The art of artifact collection and hoarding for the sake of forensic exclusivity… – Part 2
2024-5-4 07:29:59 Author: www.hexacorn.com(查看原文) 阅读量:6 收藏

In the first part I had promised that I would demonstrate that the piracy is good! (sometimes)

I kinda lied back there, but I am not going to lie today: I will tell you all about it in the part 3.

Forensic data hoarding has a lot of benefits. It helps to solve many very common yet often difficult problems (I will cover one of them later in this post), and it also has a nice side-effect to it – it makes us more aware of available forensic artifacts and the fact that there is, or at least should be a very basic need to collect data for everyone in this field.

For example, I keep reminding everyone who wants to listen that there are many localized versions of Windows, and there are lots of architectural quirks around OS folders as well. Yes, it means that your c:\Program Files folder name, same as many others, can be localized and often is. This doesn’t stop people from continuing to write English-centric detections, but at least my conscience is clean…

I mentioned these common yet often difficult problems… Let’s focus on one of them for a moment.

When you analyze malware you often come across code that focuses on terminating processes and/or stopping and/or removing services (service processes). The easy ones do it by the book — they use direct string comparisons, Windows APIs. and the list of targets are often present inside the malware in a form of a string list. The more advanced ones use various hashing algorithms for comparison, and instead of actual strings they store hashes identifying the targets inside the malware samples.

As analysts looking at such hash lists we face an obvious challenge – given a list of hashes, how can we reconstruct a list of strings that these hashes were generated from?

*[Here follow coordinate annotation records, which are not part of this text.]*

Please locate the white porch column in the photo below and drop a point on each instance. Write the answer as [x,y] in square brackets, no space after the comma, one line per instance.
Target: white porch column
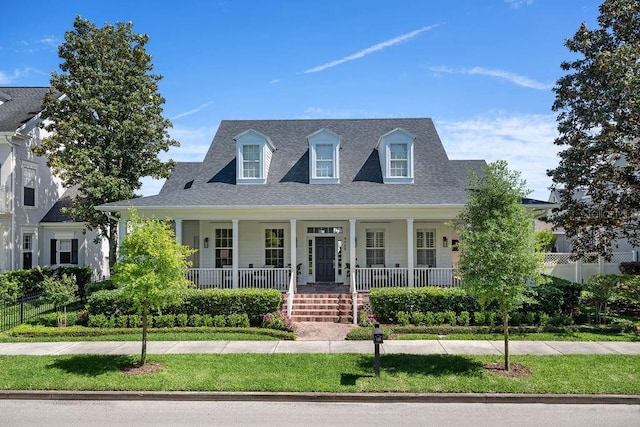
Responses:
[410,260]
[294,249]
[178,226]
[235,252]
[122,230]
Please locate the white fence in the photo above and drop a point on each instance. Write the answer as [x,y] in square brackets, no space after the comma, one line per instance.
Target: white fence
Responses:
[561,265]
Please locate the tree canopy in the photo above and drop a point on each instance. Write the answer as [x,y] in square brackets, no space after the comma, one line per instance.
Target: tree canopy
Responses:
[497,258]
[151,269]
[598,106]
[104,120]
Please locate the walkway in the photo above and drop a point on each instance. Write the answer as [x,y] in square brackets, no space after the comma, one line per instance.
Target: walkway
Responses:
[389,347]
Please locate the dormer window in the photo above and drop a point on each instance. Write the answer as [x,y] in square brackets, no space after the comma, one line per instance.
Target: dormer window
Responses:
[324,164]
[254,151]
[396,156]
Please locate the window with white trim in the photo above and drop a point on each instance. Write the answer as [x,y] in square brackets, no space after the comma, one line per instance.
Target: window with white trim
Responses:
[29,176]
[375,249]
[274,247]
[251,161]
[224,247]
[399,160]
[324,157]
[426,248]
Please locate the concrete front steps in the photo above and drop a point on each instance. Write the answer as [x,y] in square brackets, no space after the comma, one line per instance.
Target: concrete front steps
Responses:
[320,307]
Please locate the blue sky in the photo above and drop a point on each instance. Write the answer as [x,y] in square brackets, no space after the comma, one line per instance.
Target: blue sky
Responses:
[483,70]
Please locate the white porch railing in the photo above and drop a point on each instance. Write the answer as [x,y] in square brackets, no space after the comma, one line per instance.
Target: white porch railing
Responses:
[222,278]
[381,277]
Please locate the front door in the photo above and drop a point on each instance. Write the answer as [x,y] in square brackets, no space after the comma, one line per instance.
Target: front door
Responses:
[325,256]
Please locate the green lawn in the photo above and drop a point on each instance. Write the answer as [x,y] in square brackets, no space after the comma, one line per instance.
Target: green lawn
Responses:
[616,374]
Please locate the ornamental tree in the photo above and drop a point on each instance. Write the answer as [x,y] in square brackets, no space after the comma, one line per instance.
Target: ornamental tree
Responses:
[598,106]
[498,261]
[104,115]
[151,269]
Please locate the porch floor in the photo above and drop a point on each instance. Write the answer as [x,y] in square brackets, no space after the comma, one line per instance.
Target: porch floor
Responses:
[323,288]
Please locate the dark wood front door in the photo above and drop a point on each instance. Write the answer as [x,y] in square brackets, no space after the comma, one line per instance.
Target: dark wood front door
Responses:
[325,256]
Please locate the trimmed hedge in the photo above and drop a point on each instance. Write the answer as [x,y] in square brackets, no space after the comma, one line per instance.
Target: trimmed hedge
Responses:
[225,302]
[387,302]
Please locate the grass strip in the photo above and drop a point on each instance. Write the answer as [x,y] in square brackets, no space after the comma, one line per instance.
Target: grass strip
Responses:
[616,374]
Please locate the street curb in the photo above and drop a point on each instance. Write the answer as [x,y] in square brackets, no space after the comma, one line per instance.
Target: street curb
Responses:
[587,399]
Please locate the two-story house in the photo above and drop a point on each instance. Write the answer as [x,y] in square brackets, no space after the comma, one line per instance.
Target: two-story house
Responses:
[34,231]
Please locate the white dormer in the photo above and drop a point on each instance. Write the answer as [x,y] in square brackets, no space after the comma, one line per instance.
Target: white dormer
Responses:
[324,157]
[254,151]
[395,150]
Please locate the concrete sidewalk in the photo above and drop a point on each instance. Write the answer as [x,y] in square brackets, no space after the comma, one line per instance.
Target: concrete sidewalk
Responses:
[389,347]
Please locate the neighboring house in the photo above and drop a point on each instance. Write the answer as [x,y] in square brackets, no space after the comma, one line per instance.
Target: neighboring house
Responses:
[364,203]
[33,229]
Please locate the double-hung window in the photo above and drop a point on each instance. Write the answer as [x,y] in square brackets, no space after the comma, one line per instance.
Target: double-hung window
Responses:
[399,160]
[251,161]
[426,248]
[29,175]
[375,247]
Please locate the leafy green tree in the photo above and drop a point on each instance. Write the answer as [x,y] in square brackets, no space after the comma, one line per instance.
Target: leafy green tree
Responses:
[60,292]
[497,258]
[151,269]
[598,105]
[107,129]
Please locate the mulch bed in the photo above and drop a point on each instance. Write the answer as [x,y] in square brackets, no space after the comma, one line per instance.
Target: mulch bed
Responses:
[146,369]
[515,370]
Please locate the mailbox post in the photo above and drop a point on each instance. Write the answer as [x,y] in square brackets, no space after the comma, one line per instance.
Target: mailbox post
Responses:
[378,338]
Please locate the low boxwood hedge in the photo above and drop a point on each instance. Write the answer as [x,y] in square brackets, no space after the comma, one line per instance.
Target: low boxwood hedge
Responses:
[255,303]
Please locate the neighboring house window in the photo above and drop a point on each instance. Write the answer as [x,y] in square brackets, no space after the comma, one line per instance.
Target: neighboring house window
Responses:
[64,251]
[426,248]
[395,149]
[324,157]
[274,247]
[224,247]
[27,251]
[250,161]
[375,247]
[399,161]
[29,185]
[254,152]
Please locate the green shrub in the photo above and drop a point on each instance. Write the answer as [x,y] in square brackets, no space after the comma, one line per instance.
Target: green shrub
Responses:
[478,318]
[403,318]
[98,321]
[238,320]
[429,318]
[464,319]
[219,321]
[450,317]
[182,320]
[417,318]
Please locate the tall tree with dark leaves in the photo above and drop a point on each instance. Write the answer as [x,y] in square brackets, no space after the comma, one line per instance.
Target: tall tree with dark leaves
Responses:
[107,129]
[598,106]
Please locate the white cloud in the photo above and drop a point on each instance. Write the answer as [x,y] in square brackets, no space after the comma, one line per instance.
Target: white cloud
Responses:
[368,51]
[190,112]
[524,141]
[500,74]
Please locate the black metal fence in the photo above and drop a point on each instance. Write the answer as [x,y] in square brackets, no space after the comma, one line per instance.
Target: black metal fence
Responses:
[22,310]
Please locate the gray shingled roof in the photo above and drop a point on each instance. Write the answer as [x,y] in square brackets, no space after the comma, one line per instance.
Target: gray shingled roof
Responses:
[437,180]
[24,103]
[56,213]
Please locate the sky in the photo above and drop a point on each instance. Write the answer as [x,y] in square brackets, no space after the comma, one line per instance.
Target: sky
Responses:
[483,70]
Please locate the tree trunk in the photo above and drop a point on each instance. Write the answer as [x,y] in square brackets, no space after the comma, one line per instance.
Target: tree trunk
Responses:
[145,317]
[505,326]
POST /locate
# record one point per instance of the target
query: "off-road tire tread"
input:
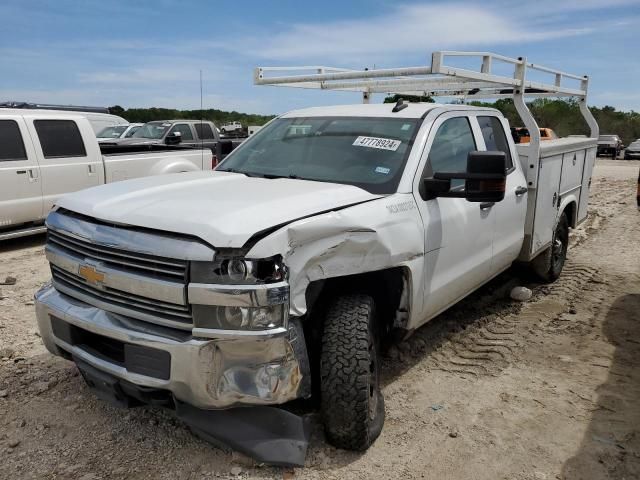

This may sound easy, but it is not. We can brute-force all combinations, but it often can turn to be very costly, plus brute-force attack may end up with a list of random process names for which a calculated hash happens to be identical with the one on the target list, but may not be a correct one (so-called hash collision). A more promising approach here relies on a dictionary attack where we compute hashes for all the possible known process names, and then compare against the targets, but it’s not easy either…

Why?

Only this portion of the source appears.